Die Welt im Wald dreht sich um sich selbst.
Natürlich kennt man Bäcker, Metzger und Mechaniker aus dem Dorf. Man duzt sogar alle, was Nähe und Verbundenheit ausdrückt. Frage ich nach einem Zahnarzt, heißt es: „Du, da musst Du zum Roberto.“ Erst auf Nachfrage erfahre ich, dass Roberto in Massa Marittima seine Praxis hat. Wo? „Gleich hinter dem Stadttor.“ Davon gibt‘s drei.
Und so geht‘s weiter. Im Umkreis von 20 Kilometern - wo auch immer - muss ich Eier bei Alberto kaufen, finde ich einen Granatapfelbaum bei Silvio, esse ich am besten bei Nada oder muss unbedingt den Pecorino bei Antoniella probieren.
Zuerst war ich sehr beeindruckt, wie viele Freunde alle haben, bis ich feststellte, dass ich oft in ganz normalen Geschäften, Gärtnereien oder Restaurants landete, wo niemand den Hans und die Elisabeth, den Rudi oder die Karin kannte. Erst langsam begriff ich, dass nur wenige italienische Freunde haben. Die seltsamen Vögel aus dem Wald werden meist nur bestaunt, aber nicht eingeladen. Viele Freaks stört wiederum, dass ausgerechnet die Menschen, deren altes Leben sie leben, sie für meschugge halten. Die wollen nicht mehr darüber reden, wie man Sauerteig ansetzt, Oliven in Asche einlegt oder Möbel selbst schreinert. Ihre Themen sind die Klimaanlage fürs Schafzimmer, das neue cognacfarbene Ledersofa und das Sonderangebot für eingelegte Oliven. Manche mögliche Freundschaft scheitert auch schlicht an mangelnden Italienischkenntnissen - missglückte Integration. auch nach 30 Jahren.
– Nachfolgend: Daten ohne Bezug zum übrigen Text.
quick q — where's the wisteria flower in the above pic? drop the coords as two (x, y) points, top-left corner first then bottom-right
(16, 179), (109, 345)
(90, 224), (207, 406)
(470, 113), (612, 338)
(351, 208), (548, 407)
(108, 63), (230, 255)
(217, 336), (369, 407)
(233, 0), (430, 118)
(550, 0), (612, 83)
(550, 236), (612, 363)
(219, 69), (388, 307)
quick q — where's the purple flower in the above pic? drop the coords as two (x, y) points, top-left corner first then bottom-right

Bleiben also nur die anderen Waldmenschen. Man kennt sich, man trifft sich. Aber wirkliche Freunde zu finden, ist nicht so einfach. Wer hier ständig lebt, ist ein bisschen kompliziert, ein wenig kauzig und nicht immer gesellig. Hinzu kommt der begrenzte Gesprächsstoff. Die Lebensgeschichten sind irgendwann erzählt, die Brotrezepte ausgetauscht und die Klage über zu viel Trockenheit oder zu viel Regen für die Oliven langweilen irgendwann auch die Hartgesottensten. Politik, ob italienische oder deutsche, ist immer doof. Über Bücher kann man kaum streiten, da der eine nur Autobiographien, der andere nur historische Romane liest und der dritte nur liest, um alle Bücher blöd zu finden.
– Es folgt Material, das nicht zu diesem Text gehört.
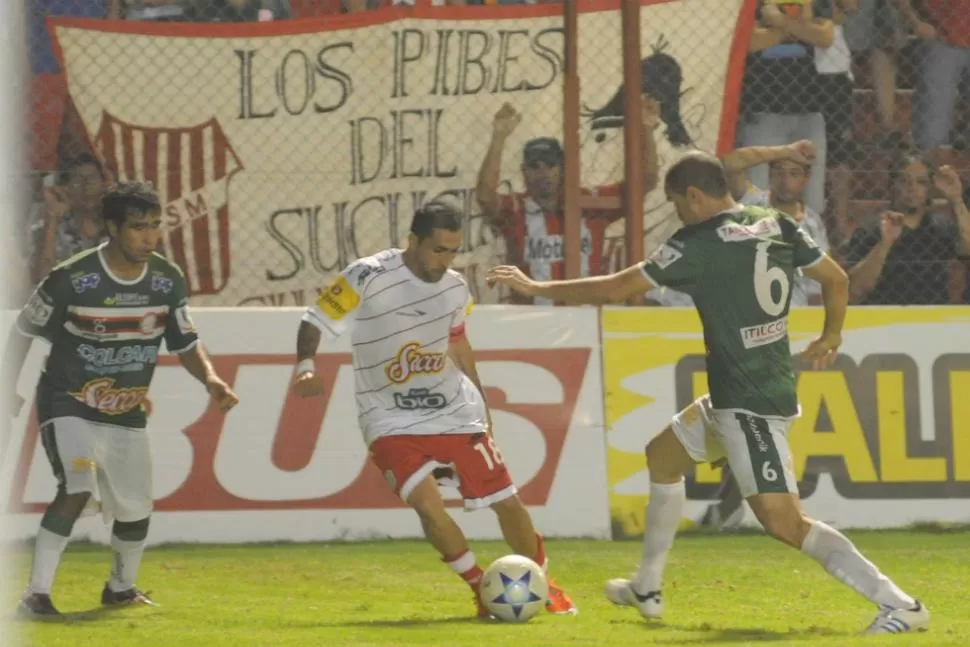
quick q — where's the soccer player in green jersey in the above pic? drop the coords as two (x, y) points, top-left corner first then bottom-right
(486, 152), (929, 635)
(3, 182), (239, 617)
Spaß macht da nur der Wald-Klatsch. Wer hat wen verlassen? Wer hat ein hässliches Bett gekauft? Bei wem hat der Vagabund eingebrochen und sich Spaghetti gekocht?
Diese Geschichten sind so schön, dass es keine Rolle spielt, ob man sie schon oft gehört hat und sie Jahre zurückliegen.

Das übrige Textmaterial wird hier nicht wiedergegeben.